Updated Transacting: upsert resolution algorithm (markdown)

Nick Alexander 2017-01-26 12:59:27 -08:00
parent 6b489e9d10
commit b0894b1558

@ -1 +1,39 @@
This will describe the upsert resolution algorithm.
The goal of the algorithm is to upsert temporary IDs to concrete numeric entids existing in the store where possible, or to determine that this is not possible and to allocate new entids.
The metaphor we use is that of _evolution_. At each evolutionary step, a _generation_ contains a number of different _populations_, each population containing a number of different transaction entities. Transaction entities in the process of being resolved are _evolved_ into successively simpler populations, until no further evolution is possible.
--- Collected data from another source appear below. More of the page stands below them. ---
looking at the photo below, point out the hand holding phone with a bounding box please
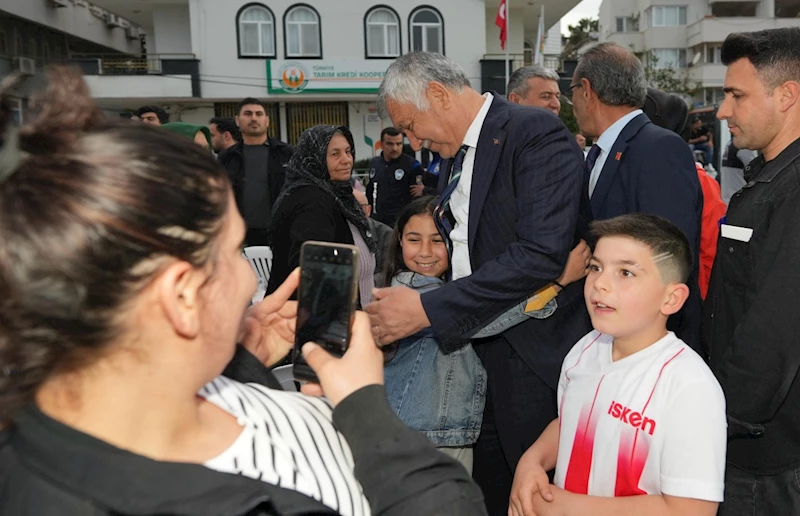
[293,242,359,383]
[299,311,384,406]
[239,268,299,367]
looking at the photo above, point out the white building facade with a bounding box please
[3,0,579,158]
[598,0,800,107]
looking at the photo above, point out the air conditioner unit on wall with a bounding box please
[126,26,141,40]
[15,57,36,74]
[105,14,123,28]
[47,0,70,7]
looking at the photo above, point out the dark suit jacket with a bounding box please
[590,113,703,351]
[422,96,592,394]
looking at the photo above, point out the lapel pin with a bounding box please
[493,138,501,145]
[615,152,622,161]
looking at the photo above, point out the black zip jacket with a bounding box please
[0,353,487,515]
[704,136,800,473]
[219,138,294,224]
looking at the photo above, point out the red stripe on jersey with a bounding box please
[564,333,603,383]
[560,334,603,418]
[614,425,650,496]
[564,375,605,494]
[613,347,684,496]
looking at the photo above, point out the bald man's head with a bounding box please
[353,189,371,217]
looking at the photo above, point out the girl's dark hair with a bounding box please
[382,195,442,287]
[0,67,230,425]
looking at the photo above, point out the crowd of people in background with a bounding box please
[1,25,800,516]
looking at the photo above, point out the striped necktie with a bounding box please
[439,145,469,214]
[433,145,469,278]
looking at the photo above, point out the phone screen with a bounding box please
[293,242,358,382]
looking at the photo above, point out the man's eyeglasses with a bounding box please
[564,84,583,102]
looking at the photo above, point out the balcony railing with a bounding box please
[483,53,529,72]
[69,53,201,97]
[69,53,197,76]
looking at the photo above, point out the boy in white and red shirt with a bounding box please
[509,213,726,516]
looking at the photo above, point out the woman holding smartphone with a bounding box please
[0,68,485,516]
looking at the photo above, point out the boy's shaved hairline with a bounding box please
[651,251,681,284]
[590,214,692,285]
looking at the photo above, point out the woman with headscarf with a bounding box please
[268,125,377,308]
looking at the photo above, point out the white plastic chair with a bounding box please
[271,364,299,392]
[243,246,273,303]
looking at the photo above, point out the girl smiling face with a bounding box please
[400,214,449,278]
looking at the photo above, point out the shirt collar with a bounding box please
[596,109,643,153]
[750,135,800,184]
[462,93,494,149]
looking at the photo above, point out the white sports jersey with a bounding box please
[554,331,726,502]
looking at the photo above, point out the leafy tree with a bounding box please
[640,51,700,97]
[562,18,599,59]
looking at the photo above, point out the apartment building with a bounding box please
[598,0,800,107]
[2,0,577,158]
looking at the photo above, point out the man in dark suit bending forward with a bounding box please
[366,52,592,515]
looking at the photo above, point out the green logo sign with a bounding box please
[278,63,309,93]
At the end of the evolutionary process, no transaction entity contains an unresolved temporary ID.
Throughout we use negative integers (`-1`, `-2`, etc) to denote temporary IDs that need to be resolved.
## Populations
We partition the set of transaction entities into the following populations.
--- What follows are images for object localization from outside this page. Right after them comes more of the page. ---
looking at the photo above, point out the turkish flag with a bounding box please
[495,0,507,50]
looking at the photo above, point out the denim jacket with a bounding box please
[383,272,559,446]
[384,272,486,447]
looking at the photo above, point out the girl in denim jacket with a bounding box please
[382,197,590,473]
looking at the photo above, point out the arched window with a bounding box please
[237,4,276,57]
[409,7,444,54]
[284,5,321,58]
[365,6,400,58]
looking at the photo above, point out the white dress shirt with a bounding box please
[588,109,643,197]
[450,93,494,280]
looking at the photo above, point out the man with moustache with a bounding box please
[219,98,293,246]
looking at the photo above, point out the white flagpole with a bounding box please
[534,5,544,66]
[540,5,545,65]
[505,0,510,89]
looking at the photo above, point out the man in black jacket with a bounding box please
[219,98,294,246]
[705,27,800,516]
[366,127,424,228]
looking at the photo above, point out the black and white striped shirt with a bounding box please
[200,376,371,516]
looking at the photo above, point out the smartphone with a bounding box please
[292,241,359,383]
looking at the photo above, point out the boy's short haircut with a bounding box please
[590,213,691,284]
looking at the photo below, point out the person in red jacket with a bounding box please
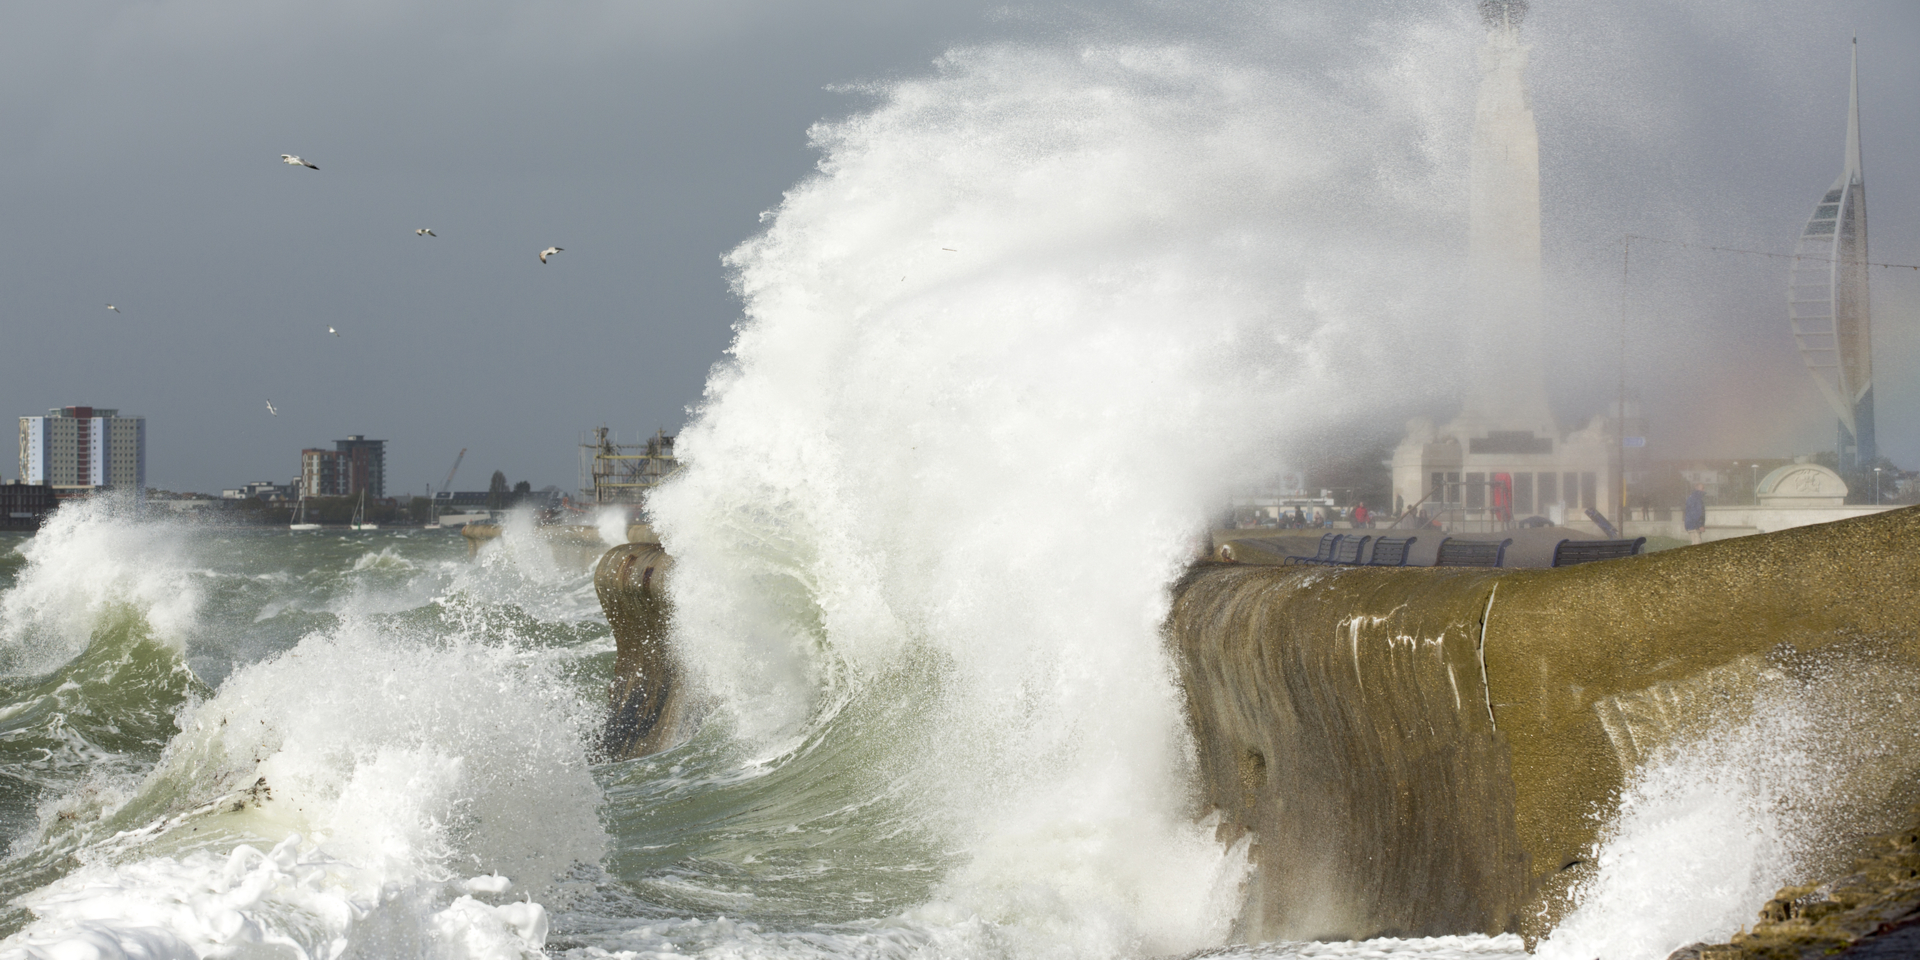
[1352,501,1370,528]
| Population | Description |
| --- | --- |
| `upserts-e` | "Simple upserts" that look like `[:db/add -1 a v]` where `a` is `:db.unique/identity` |
| `upserts-ev` | "Complex upserts" that look like `[:db/add -1 a -2]` where `a` is `:db.unique/identity` |
| `allocations-ev` | Entities that look like `[:db/add -1 b -2]`, where `b` is *not* `:db.unique/identity` |
| `allocations-e` | Entities that look like `[:db/add -1 b v]`, where `b` is *not* `:db.unique/identity` |
| `allocations-v` | Entities that look like `[:db/add e b -2]`, where `b` is *not* `:db.unique/identity` |
| `inert` | Entities that are not `[:db/add ...]`, or that do not contain a temporary ID, like `[:db/add e a v]` |
## Evolutionary step
The population sets are iteratively refined as follows. Each evolutionary step, we do the following:
1. Try to upsert `upserts-e`. For each pair `[a v]`, we search for `[e a v]` in the store. If such a datom exists, we say entities like `[-1 a v]` have upserted, and we "resolve" the temporary ID `-1` to the entid `e`. Next generation, those entities will be in the `inert` population -- they can evolve no further. If such a datom `[e a v]` does not exist, we say entities like `[-1 a v]` require allocation. Next generation, those entities will be in the `allocations-e` population.
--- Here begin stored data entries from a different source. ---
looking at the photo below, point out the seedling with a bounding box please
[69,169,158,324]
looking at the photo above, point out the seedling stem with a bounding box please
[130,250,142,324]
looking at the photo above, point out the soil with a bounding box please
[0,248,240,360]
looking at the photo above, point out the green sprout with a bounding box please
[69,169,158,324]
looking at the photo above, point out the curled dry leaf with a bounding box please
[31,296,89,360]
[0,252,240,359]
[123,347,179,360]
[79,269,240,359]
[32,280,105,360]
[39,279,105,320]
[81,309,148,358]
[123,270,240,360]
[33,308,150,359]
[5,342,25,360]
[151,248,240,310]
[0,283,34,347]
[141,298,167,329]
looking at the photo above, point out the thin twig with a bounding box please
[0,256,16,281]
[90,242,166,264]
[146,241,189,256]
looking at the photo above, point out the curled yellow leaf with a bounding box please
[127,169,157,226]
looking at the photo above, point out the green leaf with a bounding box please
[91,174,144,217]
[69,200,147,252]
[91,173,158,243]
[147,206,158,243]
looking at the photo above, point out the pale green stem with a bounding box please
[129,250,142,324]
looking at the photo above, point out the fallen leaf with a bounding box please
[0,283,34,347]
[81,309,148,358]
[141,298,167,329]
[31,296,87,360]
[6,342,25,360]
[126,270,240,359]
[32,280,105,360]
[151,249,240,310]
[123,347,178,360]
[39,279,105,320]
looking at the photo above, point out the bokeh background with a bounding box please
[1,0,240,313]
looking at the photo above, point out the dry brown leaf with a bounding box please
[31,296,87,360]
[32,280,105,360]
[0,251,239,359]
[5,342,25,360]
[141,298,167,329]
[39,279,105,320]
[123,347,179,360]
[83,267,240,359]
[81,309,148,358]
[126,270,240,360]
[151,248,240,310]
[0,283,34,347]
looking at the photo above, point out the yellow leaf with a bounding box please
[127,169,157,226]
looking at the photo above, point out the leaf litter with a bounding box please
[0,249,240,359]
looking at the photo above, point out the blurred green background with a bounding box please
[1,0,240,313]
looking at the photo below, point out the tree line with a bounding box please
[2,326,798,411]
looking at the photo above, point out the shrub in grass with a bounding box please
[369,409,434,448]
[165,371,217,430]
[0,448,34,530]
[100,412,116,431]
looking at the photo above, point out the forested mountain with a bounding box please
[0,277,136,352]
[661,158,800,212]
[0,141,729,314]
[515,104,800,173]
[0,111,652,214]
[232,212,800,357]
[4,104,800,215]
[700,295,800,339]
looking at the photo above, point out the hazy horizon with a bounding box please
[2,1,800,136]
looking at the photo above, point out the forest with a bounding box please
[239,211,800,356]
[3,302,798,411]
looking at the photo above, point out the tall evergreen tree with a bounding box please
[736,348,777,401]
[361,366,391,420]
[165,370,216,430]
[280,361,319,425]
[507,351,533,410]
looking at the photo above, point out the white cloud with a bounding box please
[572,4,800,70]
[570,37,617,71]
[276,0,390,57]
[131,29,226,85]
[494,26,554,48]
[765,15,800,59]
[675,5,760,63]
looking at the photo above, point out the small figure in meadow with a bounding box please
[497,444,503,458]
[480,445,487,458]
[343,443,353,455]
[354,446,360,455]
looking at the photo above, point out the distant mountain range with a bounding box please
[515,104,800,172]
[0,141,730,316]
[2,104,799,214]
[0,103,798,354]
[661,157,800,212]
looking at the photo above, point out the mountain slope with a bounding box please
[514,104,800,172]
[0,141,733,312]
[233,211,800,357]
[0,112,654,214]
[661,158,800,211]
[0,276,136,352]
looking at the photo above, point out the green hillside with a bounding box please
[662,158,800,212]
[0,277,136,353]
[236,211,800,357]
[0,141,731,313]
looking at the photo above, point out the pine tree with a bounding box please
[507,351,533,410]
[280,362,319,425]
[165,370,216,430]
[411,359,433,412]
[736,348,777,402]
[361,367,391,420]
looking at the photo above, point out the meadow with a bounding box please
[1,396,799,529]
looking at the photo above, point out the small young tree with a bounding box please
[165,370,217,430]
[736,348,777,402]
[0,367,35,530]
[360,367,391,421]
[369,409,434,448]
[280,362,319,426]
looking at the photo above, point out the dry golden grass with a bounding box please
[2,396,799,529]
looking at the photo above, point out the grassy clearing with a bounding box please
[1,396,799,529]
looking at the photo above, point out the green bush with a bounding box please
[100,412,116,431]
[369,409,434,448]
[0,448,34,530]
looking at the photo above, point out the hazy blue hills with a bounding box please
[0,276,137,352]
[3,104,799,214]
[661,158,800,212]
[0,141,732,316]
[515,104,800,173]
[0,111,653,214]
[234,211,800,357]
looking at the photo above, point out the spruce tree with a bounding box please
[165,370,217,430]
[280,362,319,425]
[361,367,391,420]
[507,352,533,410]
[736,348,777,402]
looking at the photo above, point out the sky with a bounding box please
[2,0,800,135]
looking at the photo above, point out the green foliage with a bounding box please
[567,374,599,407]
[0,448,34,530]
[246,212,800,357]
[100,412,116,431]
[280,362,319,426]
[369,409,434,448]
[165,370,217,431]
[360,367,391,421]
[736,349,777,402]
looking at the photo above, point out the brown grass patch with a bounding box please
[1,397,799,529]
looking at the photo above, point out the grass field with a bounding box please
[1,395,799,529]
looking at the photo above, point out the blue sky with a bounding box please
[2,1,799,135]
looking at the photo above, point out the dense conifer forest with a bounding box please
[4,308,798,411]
2. Using the temporary IDs that resolved in the previous step, try to evolve the all populations other than `upserts-e` further. That is, we might be able to evolve an entity `[-1 a -2]` in `upserts-ev` to `[-1 a e]` (in `upserts-e`) or to `[e a -2]` (in `allocations-v`) or event to `[e a v]` (in `inert`) next generation. Similarly, we may be able to evolve:
* some entities in `allocations-ev` to `allocations-e`, `allocations-v`, or `inert`;
* some entities in `allocations-e` to `inert`;
* some entities in `allocations-v` to `inert`.
Eventually, the population `upserts-e` will be empty. At this point, we evolve every complex upsert `[-1 a -2]` in `upserts-ev` to `allocations-ev`.
Finally, we allocate new entids for any temporary IDs unresolved in `allocations-ev`, `allocations-e`, and `allocations-v`. We're done!
It should not be difficult to write a formal proof of correctness of the algorithm, but I haven't done so.
As a future optimization, entities that upserted do not need to be inserted in the SQL store: they upserted, so they already exist in the DB. (We still need to verify uniqueness and ensure that no overlapping assertions occur.) Similarly, entities that contain temp IDs that required allocation do not need to be checked for existence before they are inserted into the SQL store, so they can be inserted more efficiently than arbitrary entities.